J'avais l'impression de recevoir un colis gratuit par la poste, un billet
de banque en échange de rien d'autre que ma gratitude, un cadeau offert par le
soleil.
Je me trouvais devant une machine à sous où je ne perdais jamais.
J'expérimentais une sorte de système ouvert ne distribuant que des
avantages. Un sourire sincère ne coûtant pas un centime à produire, le fait d'en
être le destinataire me donnait le sentiment de bénéficier d'un cercle vertueux.
Tout cela fonctionnait bien entendu hors du monde bancaire, sur des bases
différentes que celles des interactions purement économiques, exactement à
l'image d'une graine que l'on plante : elle germe toute seule pour présenter une
fleur à l'univers.
Certes l'on peut toujours monnayer la rose qui sort de terre, l'empaqueter,
l'emballer sous du cellophane, l'étiqueter et la déposer sur un étal dans une
boutique. Mais ces artifices à but mercantile n'ôtent ni le charme ni le
caractère miraculeux du bourgeon issu du terreau.
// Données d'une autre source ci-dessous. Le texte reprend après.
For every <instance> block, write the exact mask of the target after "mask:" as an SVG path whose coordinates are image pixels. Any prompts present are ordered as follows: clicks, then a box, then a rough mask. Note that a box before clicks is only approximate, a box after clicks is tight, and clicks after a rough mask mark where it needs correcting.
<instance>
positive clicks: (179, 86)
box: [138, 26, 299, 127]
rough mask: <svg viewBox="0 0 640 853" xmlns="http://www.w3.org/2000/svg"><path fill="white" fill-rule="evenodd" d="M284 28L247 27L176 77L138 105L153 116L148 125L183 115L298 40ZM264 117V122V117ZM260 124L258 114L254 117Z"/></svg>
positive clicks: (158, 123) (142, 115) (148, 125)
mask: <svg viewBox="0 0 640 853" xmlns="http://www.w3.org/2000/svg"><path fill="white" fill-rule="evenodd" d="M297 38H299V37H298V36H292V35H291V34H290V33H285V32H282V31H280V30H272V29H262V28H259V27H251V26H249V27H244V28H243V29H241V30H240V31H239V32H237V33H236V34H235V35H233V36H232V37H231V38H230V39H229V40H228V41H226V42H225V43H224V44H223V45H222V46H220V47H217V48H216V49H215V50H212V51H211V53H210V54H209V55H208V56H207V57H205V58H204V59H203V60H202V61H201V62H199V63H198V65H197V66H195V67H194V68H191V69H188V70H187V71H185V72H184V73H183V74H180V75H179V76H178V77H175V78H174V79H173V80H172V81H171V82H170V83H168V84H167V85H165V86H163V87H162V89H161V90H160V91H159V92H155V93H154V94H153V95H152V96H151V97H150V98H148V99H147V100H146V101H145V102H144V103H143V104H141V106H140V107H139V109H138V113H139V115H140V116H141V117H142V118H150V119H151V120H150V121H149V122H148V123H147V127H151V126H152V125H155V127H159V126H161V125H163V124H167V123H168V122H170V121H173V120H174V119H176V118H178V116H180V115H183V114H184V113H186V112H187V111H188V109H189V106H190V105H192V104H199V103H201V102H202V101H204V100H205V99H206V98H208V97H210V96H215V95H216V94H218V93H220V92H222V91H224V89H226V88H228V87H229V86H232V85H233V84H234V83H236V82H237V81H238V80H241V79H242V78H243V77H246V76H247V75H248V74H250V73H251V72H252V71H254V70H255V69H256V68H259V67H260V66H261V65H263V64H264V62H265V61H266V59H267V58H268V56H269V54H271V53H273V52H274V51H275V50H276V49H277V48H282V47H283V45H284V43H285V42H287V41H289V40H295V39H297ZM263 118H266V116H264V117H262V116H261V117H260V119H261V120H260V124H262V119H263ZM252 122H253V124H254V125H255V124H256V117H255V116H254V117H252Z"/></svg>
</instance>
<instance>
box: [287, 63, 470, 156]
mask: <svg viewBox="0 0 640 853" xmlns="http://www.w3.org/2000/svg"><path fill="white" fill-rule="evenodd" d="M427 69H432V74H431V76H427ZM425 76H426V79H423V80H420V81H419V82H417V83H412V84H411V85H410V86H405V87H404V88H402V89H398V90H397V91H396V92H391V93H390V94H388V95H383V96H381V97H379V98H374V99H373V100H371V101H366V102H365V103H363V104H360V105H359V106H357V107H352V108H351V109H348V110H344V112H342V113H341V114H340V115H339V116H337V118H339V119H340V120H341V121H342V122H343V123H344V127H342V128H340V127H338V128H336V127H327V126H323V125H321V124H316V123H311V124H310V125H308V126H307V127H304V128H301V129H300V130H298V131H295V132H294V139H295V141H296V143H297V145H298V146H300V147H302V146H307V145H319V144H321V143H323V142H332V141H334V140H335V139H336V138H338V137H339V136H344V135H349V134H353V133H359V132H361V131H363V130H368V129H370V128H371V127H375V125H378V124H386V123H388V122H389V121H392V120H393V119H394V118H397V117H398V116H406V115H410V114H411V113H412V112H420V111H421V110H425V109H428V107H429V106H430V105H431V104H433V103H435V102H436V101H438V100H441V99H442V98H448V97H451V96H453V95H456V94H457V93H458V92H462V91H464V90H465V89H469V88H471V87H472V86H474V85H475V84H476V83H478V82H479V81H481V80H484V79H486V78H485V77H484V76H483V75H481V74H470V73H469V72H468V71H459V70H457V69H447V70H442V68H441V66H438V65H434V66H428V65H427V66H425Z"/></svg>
De même l'on pourrait faire payer aux hommes le spectacle naturel du clair
de lune, une promenade sous la pluie ou une soirée en solitaire à la chandelle.
Ce serait absurde et cependant envisageable : il existe bien des lois qui
interdisent à quiconque de chanter une chanson publiquement s'il n'en possède
pas les droits d'auteur. À moins que l'oiseau chanteur n'achète cette
permission, le tribunal lui coupera le sifflet.
Fort de ces considérations, je voyais les choses de manière gratifiante.